The GR127935-sensitive 5-HT(1) receptors mediating canine internal carotid vasoconstriction: resemblance to the 5-HT(1B), but not to the 5-HT(1D) or 5-ht(1F), receptor subtype

This study has further investigated the pharmacological profile of the GR127935-sensitive 5-HT(1) receptors mediating vasoconstriction in the internal carotid bed of anaesthetized vagosympathectomized dogs. One-minute intracarotid infusions of the agonists 5-hydroxytryptamine (5-HT; 0.1 - 10 microg min(-1); endogenous ligand) and sumatriptan (0.3 - 10 microg min(-1); 5-HT(1B/1D)), but not PNU-142633 (1 - 1000 microg min(-1); 5-HT(1D)) or LY344864 (1 - 1000 microg min(-1); 5-ht(1F)), produced dose-dependent decreases in internal carotid blood flow without changing blood pressure or heart rate. The responses to 5-HT were apparently resistant to blockade by i.v. administration of the antagonists SB224289 (300 microg kg(-1); 5-HT(1B)), BRL15572 (300 microg kg(-1); 5-HT(1D)) or ritanserin (100 microg kg(-1); 5-HT(2)). In contrast, the responses to sumatriptan were antagonized by SB224289, but not by BRL15572. In the animals receiving SB224289, but not those receiving BRL15572, the subsequent administration of ritanserin abolished the 5-HT-induced vasoconstriction and unmasked a vasodilator component. Similarly, in ritanserin-treated animals, the subsequent administration of SB224289, but not BRL15572, completely blocked the 5-HT-induced vasoconstriction, revealing vasodilatation.
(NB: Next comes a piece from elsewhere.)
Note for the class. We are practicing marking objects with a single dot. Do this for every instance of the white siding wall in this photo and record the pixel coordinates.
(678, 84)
In animals receiving initially BRL15572, the subsequent administration of SB224289 did not affect (except at 10 microg min(-1)) the vasoconstrictor responses to 5-HT. Notably, in animals pretreated with 1000 microg kg(-1) of mesulergine, a 5-HT(2/7) receptor antagonist, 5-HT produced a dose-dependent vasoconstriction, which was practically abolished by SB224289. After BRL15572, no further blockade was produced and the subsequent administration of ritanserin was similarly inactive. These results suggest that the GR127935-sensitive 5-HT(1) receptors mediating canine internal carotid vasoconstriction resemble the 5-HT(1B) but not the 5-HT(1D) or 5-ht(1F), receptor subtype.